I sit transfixed as Meena’s (Anita Majumdar) fast and furious footwork punctuates and underscores the dialogue of a phone call between her dance teacher Kalyani Aunty & India, in Majumdar’s coming-of-age- tale-with-a-difference Fish Eyes (currently part of the Belfry Theatre’s SPARK Festival).
Multi-layered and witty, it addresses teen-age angst with a unique cross-cultural perspective, examining parental and familial expectations with humour, sarcasm and empathy.
Meena is forced to endure hours of traditional dance lessons when she would rather be dreaming of Buddy, the cute boy from class, and fantasizing about being the next Aishwarya Rai. How can she avoid travelling to India for the Lord Ganesh Festival All India Dance Competition, and remain, instead, at home during the summer after graduation?

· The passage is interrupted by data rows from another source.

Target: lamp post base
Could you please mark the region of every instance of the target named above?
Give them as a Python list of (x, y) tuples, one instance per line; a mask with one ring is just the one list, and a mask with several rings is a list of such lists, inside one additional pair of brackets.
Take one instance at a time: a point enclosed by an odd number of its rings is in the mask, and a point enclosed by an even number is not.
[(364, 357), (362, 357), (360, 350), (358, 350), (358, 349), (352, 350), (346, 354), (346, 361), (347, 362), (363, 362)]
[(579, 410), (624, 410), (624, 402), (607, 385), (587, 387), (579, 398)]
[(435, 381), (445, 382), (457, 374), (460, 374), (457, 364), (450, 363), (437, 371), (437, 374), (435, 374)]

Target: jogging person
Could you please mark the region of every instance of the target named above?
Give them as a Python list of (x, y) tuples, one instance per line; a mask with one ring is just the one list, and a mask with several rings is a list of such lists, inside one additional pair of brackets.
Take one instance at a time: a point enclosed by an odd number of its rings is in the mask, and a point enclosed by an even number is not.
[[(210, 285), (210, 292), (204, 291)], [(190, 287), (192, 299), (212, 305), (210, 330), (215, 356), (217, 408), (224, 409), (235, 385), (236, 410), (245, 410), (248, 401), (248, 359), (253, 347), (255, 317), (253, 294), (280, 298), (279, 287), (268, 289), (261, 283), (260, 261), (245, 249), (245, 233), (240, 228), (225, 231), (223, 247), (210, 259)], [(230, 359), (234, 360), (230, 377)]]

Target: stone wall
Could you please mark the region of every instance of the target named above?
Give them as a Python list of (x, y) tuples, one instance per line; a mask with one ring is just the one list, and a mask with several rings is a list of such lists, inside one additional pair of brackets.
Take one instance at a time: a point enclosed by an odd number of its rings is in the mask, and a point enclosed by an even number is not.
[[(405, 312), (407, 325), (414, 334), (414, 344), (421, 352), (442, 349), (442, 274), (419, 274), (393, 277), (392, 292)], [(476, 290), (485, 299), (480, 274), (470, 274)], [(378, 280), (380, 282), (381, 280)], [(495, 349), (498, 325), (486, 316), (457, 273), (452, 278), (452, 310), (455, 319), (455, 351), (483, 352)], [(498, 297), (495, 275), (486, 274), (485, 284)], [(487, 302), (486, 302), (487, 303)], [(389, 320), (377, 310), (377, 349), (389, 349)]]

Raised in Maple Ridge, a graduate of UBC and the National Theatre School, Majumdar’s earlier work in CBC’s Murder Unveiled (based on the murder of Jaswinder Kaur Sidhu) earned a Best Female Actor Award in 2005 at the Asian Festival of First Films in Singapore.
In Fish Eyes, written in 2004, she uses her formal training in Kathak dance as an essential elemental. Feet stomp – rebelliously, and signal character changes. Hand gestures mime inner states.
The beautiful and technically difficult choreography adds an additional element of complexity. Nothing is quite like it seems. The apparent one-dimensional Kaliyani Aunty (played to the hilt complete with accent for comedic relief) reveals her own youthful disappointments in one particularly poignant scene.
Issues of racism (and reverse racism) are addressed with a light touch: Aunty’s response to trick-or-treaters at Hallowe’en or her outrage when “white people” show up at the Punjabi market, the popular (white) teenager’s wish for a Bollywood-themed graduation, all hint at possible clashes when cultures mix.
Fish Eye made me uncomfortable at times. As a baby boomer white woman, I laugh, and immediately check in with myself. Is it appropriate? Am I reinforcing stereotypes to find humour in this situation? Am I laughing with or at the protagonists? I harken back to Niles Séguin’s Fear of A Brown Planet, and videos of Russell Peters comedy routines, and think, perhaps there are no clear answers. As a society, we’re working it out. Fish Eyes is a welcome addition to the creative conversation.
I can’t wait to have the second play in her trilogy, The Misfit, come to the Victoria stage.
Fish Eyes with Anita Majumdar
Belfry Theatre SPARK Festival
March 21-25th
Tickets: online or by phone 250 385 6815
Disclaimer: I was offered complimentary tickets to attend Fish Eyes. I was not paid to write a review nor was I required to do so. As always, I retain editorial control over all the content published on this blog.
thanks Janis … wish I could get to it. tim
It was a fascinating show – particularly from the perspective of the work necessary to blend the dance with dialogue.